はじめに
弔辞とは?
弔辞とは、故人に贈るお別れの言葉です。遺族に頼まれたら快く引き受けるのが礼儀です。故人への哀悼の気持ちを素直にあらわしましょう。
弔辞の書き方
3分を目安に原稿を書く
一般的に弔辞の長さは3分程度の場合が多いので、3分を目安に原稿を書きましょう。文字数にすると、400字詰め原稿用紙2~3枚です。
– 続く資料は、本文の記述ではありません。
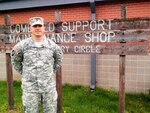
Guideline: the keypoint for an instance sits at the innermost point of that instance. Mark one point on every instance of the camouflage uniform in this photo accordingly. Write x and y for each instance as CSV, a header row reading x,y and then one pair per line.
x,y
38,65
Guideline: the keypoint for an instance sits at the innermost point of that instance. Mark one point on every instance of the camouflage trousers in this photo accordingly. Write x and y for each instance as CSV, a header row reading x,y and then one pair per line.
x,y
32,101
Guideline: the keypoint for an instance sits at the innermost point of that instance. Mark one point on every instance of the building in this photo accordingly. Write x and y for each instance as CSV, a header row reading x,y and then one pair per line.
x,y
77,68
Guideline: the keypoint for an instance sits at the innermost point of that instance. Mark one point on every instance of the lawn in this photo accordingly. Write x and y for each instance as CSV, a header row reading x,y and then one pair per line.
x,y
79,99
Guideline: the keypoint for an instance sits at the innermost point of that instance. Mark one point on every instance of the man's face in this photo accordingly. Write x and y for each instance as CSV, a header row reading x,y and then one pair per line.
x,y
37,30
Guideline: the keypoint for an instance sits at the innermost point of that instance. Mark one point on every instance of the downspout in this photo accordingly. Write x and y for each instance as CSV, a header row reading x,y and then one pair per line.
x,y
93,55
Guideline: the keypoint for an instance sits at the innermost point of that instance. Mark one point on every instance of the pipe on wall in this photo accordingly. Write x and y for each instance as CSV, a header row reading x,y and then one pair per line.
x,y
93,55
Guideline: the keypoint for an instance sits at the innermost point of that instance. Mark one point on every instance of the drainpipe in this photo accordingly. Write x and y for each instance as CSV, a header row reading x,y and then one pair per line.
x,y
93,55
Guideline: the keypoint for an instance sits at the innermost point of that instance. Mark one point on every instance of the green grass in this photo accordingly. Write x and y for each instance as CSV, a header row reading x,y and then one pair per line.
x,y
79,99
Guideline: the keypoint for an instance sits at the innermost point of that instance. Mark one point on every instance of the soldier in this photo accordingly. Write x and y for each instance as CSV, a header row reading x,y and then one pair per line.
x,y
37,59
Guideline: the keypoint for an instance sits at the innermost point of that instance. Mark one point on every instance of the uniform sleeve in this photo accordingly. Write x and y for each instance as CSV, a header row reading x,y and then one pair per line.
x,y
17,57
58,56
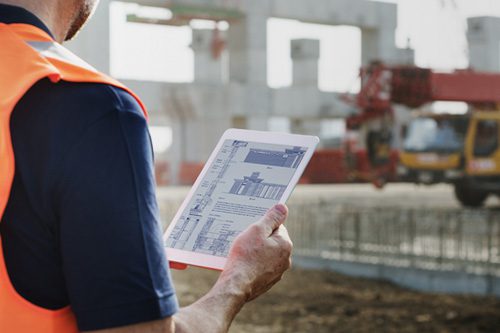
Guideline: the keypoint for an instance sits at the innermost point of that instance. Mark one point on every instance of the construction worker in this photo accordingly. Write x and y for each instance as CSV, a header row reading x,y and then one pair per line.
x,y
81,246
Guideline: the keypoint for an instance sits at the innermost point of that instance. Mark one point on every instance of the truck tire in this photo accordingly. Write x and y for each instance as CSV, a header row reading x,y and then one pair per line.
x,y
470,196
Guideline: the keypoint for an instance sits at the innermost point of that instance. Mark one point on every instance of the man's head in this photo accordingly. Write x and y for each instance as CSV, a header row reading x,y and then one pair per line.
x,y
63,17
82,10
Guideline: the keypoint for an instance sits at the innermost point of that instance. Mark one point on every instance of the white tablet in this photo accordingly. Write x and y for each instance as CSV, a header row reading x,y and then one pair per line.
x,y
246,174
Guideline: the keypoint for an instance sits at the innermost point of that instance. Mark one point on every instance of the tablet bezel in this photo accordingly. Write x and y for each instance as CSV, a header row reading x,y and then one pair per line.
x,y
214,262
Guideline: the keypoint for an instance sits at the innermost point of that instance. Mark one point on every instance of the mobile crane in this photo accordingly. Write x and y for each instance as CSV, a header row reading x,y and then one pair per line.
x,y
463,150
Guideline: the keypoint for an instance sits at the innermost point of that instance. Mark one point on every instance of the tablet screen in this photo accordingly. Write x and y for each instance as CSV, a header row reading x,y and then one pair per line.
x,y
244,180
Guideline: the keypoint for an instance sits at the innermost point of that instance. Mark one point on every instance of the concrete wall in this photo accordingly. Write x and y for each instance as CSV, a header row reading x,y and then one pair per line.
x,y
200,112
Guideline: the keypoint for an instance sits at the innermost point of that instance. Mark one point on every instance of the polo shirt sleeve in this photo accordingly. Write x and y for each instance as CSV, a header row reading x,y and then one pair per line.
x,y
111,246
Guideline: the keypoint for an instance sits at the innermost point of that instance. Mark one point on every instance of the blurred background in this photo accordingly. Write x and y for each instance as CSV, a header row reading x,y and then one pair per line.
x,y
404,187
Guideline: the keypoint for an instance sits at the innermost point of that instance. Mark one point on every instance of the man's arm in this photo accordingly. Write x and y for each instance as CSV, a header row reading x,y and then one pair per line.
x,y
257,260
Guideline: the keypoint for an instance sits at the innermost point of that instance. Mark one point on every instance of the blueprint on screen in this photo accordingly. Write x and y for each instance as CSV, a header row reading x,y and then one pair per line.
x,y
243,182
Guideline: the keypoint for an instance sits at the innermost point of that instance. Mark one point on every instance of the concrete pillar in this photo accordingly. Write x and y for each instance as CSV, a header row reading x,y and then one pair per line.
x,y
93,43
379,42
484,43
305,57
207,69
247,42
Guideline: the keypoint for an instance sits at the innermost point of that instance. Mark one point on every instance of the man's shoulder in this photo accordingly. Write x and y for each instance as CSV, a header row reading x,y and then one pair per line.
x,y
79,99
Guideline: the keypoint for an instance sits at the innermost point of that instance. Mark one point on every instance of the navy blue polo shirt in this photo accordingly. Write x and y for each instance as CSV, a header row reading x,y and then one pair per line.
x,y
81,226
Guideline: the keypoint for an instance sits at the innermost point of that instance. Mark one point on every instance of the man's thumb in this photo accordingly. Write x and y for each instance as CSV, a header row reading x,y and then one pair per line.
x,y
274,217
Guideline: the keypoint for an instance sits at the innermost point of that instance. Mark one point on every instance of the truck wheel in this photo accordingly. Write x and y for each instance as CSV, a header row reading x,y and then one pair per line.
x,y
469,196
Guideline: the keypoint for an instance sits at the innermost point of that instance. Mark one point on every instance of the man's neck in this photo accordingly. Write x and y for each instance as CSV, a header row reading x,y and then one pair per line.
x,y
48,11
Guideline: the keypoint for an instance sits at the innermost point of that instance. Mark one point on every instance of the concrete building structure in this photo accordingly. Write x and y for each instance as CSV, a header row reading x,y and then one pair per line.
x,y
199,112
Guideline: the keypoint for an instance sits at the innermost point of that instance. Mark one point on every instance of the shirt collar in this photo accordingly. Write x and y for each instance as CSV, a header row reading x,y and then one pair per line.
x,y
13,14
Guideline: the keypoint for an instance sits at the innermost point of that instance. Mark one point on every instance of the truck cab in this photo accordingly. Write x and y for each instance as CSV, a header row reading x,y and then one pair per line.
x,y
462,150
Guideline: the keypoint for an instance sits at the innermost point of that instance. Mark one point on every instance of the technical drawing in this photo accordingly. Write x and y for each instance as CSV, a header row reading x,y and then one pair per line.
x,y
253,186
289,158
187,224
215,239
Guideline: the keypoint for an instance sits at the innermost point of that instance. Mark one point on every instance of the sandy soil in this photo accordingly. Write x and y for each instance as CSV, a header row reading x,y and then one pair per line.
x,y
320,302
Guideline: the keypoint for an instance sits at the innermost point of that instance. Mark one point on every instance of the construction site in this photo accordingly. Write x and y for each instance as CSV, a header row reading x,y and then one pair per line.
x,y
395,223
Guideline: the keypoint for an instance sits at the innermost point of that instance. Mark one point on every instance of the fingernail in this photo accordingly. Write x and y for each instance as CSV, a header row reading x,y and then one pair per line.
x,y
280,209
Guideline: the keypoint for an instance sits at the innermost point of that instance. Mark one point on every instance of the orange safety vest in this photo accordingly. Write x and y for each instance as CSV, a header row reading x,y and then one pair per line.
x,y
27,55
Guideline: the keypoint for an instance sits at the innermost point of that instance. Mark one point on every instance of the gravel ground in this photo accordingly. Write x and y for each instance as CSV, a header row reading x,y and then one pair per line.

弔辞は読んだあと、祭壇にささげられるので必ず文書にしておきましょう。巻紙に薄墨で書き、奉書紙に包むのが正式ですが、最近では便箋にペン書きするか、パソコンで書くケースもあります。
書き方例
- 1.故人への呼びかけ
「○○さん。あなたとのお別れがこれほど早く訪れるとは、まったく想像もしていませんでした。」
- 2.故人との関係
「○○さんと初めて会ったのは入社式の日でした。lもうあれから35年がたったのですね。」
- 3.故人との思い出・故人の人柄
「○○さんは、誰からも好かれるお人柄、バレンタインのときには、机の上にチョコレートが山のように積まれたものです。」
- 4.遺族へのお悔やみ
「ご遺族の心痛はいかほどのものか、お慰めの言葉もありません。」
- 5.別れの言葉
「さようなら。心からご冥福をお祈りいたします。」
弔辞の包み方
- 1.弔辞を奉書紙の中央からやや右寄りに置き、まず右から、次に左から折る。
- 2.上と下部分を裏側に向けて折る。表書きは「弔辞」。
弔辞の読み方
指名されたら席を立ち祭壇の前で遺族に礼
弔辞を読む人の立場は、改まったものですから、服装は平服は避け、少なくとも略礼装程度の装いを心がけましょう。
- 1.指名されたら席を立ちますが、弔辞は上包みに入れて手に持つか、あるいは上着のポケット、和服の場合は懐に納めて祭壇の前に進みます。
- 2.祭壇の前で遺族に一礼し、遺影に向かって深く一礼してから上包みを開けます。上包みは弔辞の下に持ちますが、かたちにこだわらないで、かたわらの卓上や畳の上に置いてもかまいません。
- 3.弔辞は、目の高さくらいに捧げ、姿勢を正して、声は落とし気味に、一語一語の発音ははっきりと、故人に語りかけるように、かみしめるように読むのがコツです。
- 4.読み終えたら、弔辞用紙を元通りたたみ、上包みに包みます。遺族から前もって要望があれば、表書きを祭壇に向けて供えます。遺影に一礼し、遺族に一礼してから席に戻ります 。